The appellant's contention that she is entitled to retain the trust property in question because not held by her on a constructive trust is disposed of by what we have said above. Her contention that she is entitled to retain the property in question because she gave value therefor by assenting to the petitioner's account showing its transfer or payment to her, is without merit. Her contention that she is entitled to retain the proceeds of securities of the trust estate which she sold and income therefrom received by her because she acted in good faith is not sound. Her innocence and the fact that she has expended in whole or in part proceeds of the sale of certain securities sold by her and income received by her from the trust property cannot avail her. She has no greater rights than the petitioner trustee, who erroneously transferred the property in question to her in breach of its trust for those entitled thereto. Appleton Bank v. McGilvray, 4 Gray 518, 522-523. Parker v. Lloyd, ante, 126, 134-135. Union Trust Co. v. Gilpin, 235 Pa. 524, 529.
Decree affirmed.
FOOTNOTES
[Note Page522-1] The evidence discloses and the judge found that the respondent Wood also gave away four bonds comprising part of the trust estate, the value of which he also found. He also found that the donees had not been made parties to the petition, and made no order in his decree for the payment of the value of these bonds to the petitioner.

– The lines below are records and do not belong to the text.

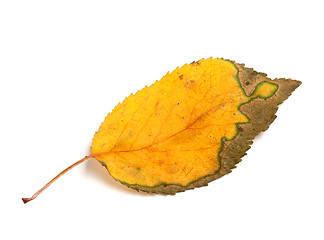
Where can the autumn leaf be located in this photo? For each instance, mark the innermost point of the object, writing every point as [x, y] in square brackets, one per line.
[189, 128]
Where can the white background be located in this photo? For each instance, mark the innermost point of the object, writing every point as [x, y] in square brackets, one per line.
[65, 64]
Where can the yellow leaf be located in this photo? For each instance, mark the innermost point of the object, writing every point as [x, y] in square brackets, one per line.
[191, 127]
[172, 131]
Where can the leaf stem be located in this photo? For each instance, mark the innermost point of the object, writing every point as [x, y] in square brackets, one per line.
[26, 200]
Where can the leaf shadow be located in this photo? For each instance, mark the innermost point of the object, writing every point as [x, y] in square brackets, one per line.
[93, 167]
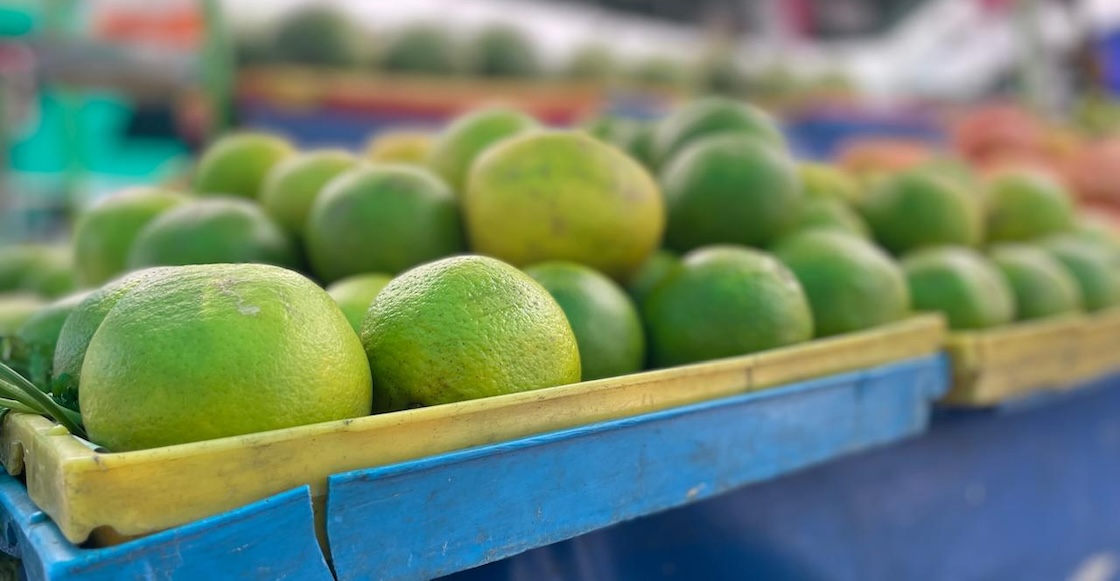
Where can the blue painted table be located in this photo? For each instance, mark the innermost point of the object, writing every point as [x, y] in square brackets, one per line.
[1026, 493]
[451, 512]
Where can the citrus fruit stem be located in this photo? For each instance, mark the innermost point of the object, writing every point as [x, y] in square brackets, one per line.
[16, 387]
[16, 406]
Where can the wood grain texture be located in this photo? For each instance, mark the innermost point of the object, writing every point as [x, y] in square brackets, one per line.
[273, 539]
[996, 366]
[142, 492]
[438, 515]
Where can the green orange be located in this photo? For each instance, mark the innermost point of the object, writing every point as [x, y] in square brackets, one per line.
[37, 337]
[463, 328]
[286, 356]
[563, 195]
[918, 208]
[78, 328]
[709, 116]
[725, 301]
[212, 231]
[236, 164]
[381, 218]
[851, 284]
[653, 271]
[456, 149]
[104, 234]
[1091, 265]
[355, 293]
[1042, 286]
[962, 284]
[292, 185]
[607, 326]
[1027, 205]
[729, 189]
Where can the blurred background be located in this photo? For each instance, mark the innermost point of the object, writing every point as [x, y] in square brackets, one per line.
[100, 94]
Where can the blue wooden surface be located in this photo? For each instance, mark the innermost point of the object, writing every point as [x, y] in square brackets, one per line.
[442, 514]
[273, 539]
[1026, 493]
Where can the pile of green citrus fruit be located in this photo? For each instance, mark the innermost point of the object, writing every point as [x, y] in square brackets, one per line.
[497, 255]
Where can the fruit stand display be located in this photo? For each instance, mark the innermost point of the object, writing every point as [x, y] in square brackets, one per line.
[326, 108]
[454, 347]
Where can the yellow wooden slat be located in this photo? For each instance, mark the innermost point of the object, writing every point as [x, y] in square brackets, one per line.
[1099, 346]
[997, 365]
[143, 492]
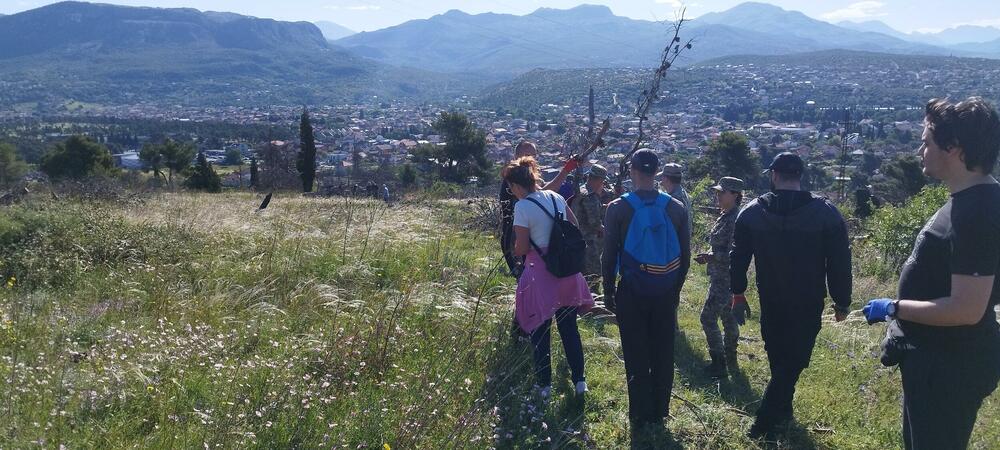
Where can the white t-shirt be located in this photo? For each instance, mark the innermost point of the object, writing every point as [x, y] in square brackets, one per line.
[529, 215]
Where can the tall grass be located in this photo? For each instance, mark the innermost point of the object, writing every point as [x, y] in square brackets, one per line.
[190, 320]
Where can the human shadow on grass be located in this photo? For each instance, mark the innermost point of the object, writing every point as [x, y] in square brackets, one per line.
[736, 391]
[524, 419]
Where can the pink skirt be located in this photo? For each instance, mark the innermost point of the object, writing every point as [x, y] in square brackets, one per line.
[540, 294]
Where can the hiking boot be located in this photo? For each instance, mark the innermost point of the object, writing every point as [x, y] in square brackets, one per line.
[732, 360]
[717, 369]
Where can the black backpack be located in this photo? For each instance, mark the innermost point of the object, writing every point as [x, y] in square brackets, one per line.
[567, 249]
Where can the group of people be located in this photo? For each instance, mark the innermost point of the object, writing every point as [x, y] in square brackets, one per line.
[943, 331]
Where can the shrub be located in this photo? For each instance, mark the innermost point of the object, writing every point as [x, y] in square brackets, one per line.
[893, 229]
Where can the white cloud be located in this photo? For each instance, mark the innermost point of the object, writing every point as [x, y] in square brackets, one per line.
[353, 8]
[856, 11]
[673, 3]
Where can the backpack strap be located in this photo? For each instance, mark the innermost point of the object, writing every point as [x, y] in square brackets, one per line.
[533, 245]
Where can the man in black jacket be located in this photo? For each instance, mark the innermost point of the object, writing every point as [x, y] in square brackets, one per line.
[799, 245]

Neither the petitioner nor any of the respondents found entitled to the trust estate has appealed from the decree.
[Note Page523-1] None of the respondents appears to have objected to these allowances out of the trust estate.
[Note Page523-2] Section 7, so far as here material, provides that "As to the succession to property, a person adopted in accordance with the provisions of this chapter shall take the same share of property which the adopting parent could have devised by will that he would have taken if born to such parent in lawful wedlock, and he shall stand in regard to the legal descendants, but to no other of the kindred of such parent, in the same position as if so born to him."
Section 8 provides that "The term child, or its equivalent, in a grant, trust-settlement, entail, devise, or bequest, shall be held to include a child adopted by the settler, grantor, or testator, unless the contrary plainly appears by the terms of the instrument; but when the settler, grantor, or testator is not himself the adopting parent, the child by adoption shall not have, under such an instrument, the rights of a child born in lawful wedlock to the adopting parent, unless it plainly appears to have been the intention of the settler, grantor, or testator to include an adopted child." See now to same effect G. L. (Ter. Ed.) c. 210, Sections 7, 8.
[Note Page524-1] In force at the time of the death of the testator in the present case.
[Note Page526-1] Cowdin v. Perry, 11 Pick. 503. Dodd v. Winship, 133 Mass. 359, S. C. 144 Mass. 461. Browne v. Doolittle, 151 Mass. 595. Scott on Trusts, Section 226, and cases cited. Restatement: Trusts, Section 226.